Balancing Mixed Age Groups

We’ve touched before on how we, as a home-based Childcare setting, meet the needs and reap the benefits of our children growing up within a mixed age group throughout their Early Years.

But how does mixing ages present itself when the age gap is significantly greater and more apparent, as is currently the case as we commence our summer holiday care for all children?

Is it possible to adequately balance boredom and babies?!

In our opinion, yes.

In our experience, it is not as difficult to meet the needs of these age groups simultaneously as first thought. We are always apprehensive at the beginning of the summer holidays that ‘Early Years is what we do’ and so are we adequately equipped to meet the needs and interests of our older children, and yes we are.

We have found that allowing children to be in charge of their own play, day and routine during the summer holidays, does not require ‘double the work’ ‘extra resources’ ‘spending money’ or any other factors that may pose a problem if you are a home-based childcare provider considering offering wraparound care.

Last year we really put this theory to the test as we began settling in and welcoming our biggest cohort of babies to date over the summer holiday period and through much of the summer, our youngest child was 6 months old and our eldest was almost 11 and so as you can imagine this is quite a stark difference in needs and interests, however the transition from primarily Early Years care to the introduction of summer holiday care was as seamless as it could be whilst ensuring everyone’s needs were met.

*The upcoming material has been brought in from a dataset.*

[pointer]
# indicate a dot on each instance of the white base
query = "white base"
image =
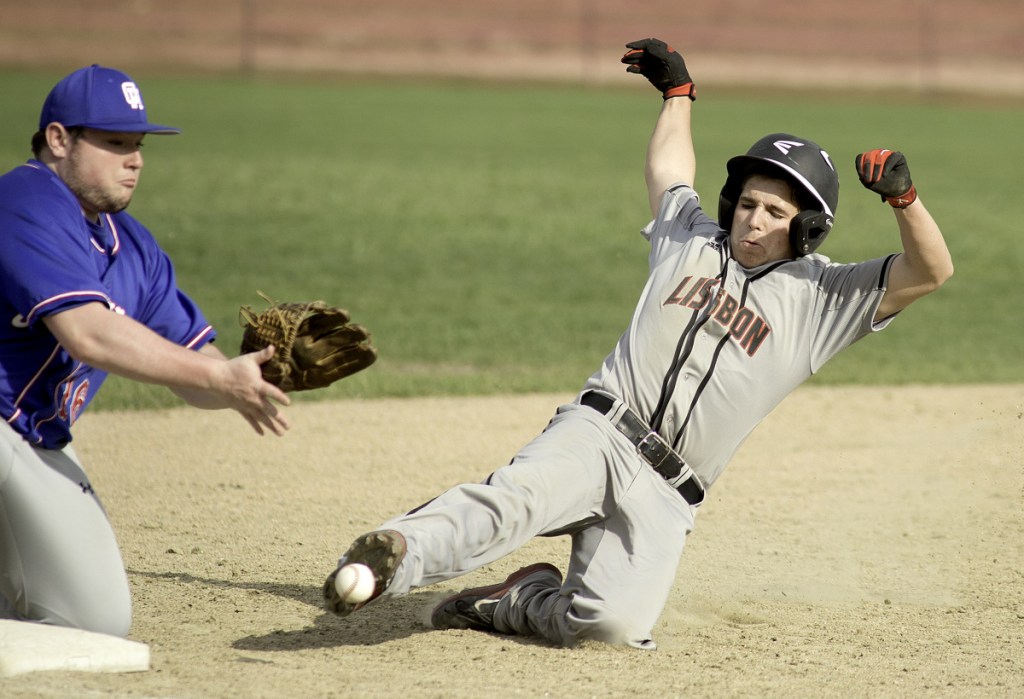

We can often take for granted how adaptable our children can be, and for our new babies, they quickly adapted into our routine; sleeping after lunch, adjusting to higher levels of noise than they were used to, and our older children quickly understood that sometimes we would need to head back to base after an outing to enable to get the babies lunch and down for their nap, and they quickly adapted to this, utilising this time to chill out themselves with a movie or some device time whilst we met the babies needs.

We are always very conscious  of our older children getting ‘bored’ during their time with us and this is something we try and avoid whilst also trying to strike the balance between independent and co-operative play too, and so we always ensure within our environments there is a range of books, resources and objects to spark curiosity and imagination for all of the children.

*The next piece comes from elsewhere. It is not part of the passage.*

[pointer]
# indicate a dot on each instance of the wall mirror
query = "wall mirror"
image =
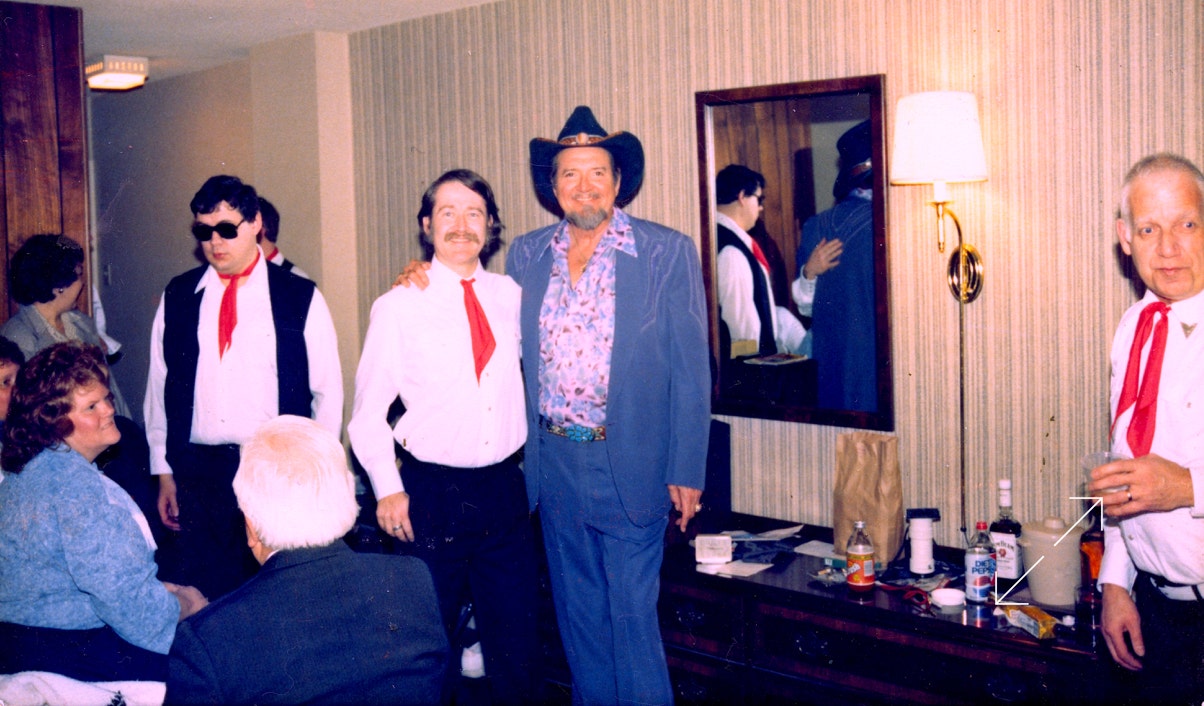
(839, 372)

Often we have a basket of resources that our younger children know and understand are primarily for the older children, whilst the older children are also aware that the ‘baby browser box’ is probably of little interest to them!

Throughout and prior to the summer holidays we always ensure we gain input from the children who will be attending to find out any new interests, things they’d like to do and places they’d like to go so we can ensure that the things we do and adventures we embark upon are of interest to everyone.

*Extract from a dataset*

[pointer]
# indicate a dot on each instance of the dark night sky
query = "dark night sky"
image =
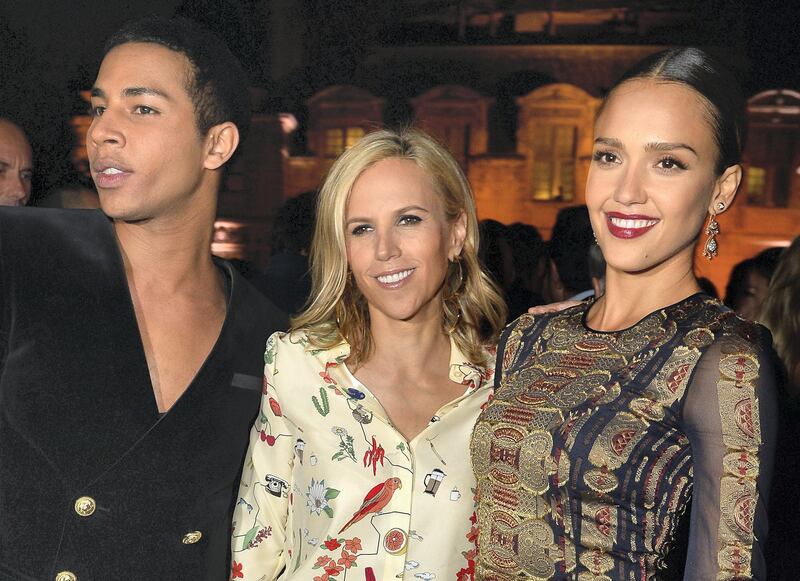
(50, 50)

However, it is also important to point out, that particularly this year as the ‘baby cohort’ are not toddlers, that many of their interests and opportunities we provide capture both age groups’ interests and they play harmoniously together!

For example, our younger children love water play and so this is often set-up for them to explore as soon as they arrive, and generally they will play independently at this station for some time, however, this has recently captured the attention of our older children and they actively sought permission from the younger children to play alongside them to create their own ‘tidal waves’ of water to ricochet from the guttering – even involving the younger children and given them roles to contribute to the experiment.

Similarly, the older children have so far this summer taught our toddlers an array of hints and tricks of how to win at table football – there really is quite the balance!

It can be daunting to provide wraparound care for such a diverse mix of children during the summer holidays but the benefits on both groups of children are absolutely priceless in our opinion.

It provides older children, who perhaps don’t have younger siblings to develop an increased sense of understanding, empathy and begin to understand how to care for younger children, and for younger children, we have witnessed first-hand how their confidence increases, they are more confident and independent in risk taking, as well as the incredible benefits the mixed age groups has on their language and independence skills.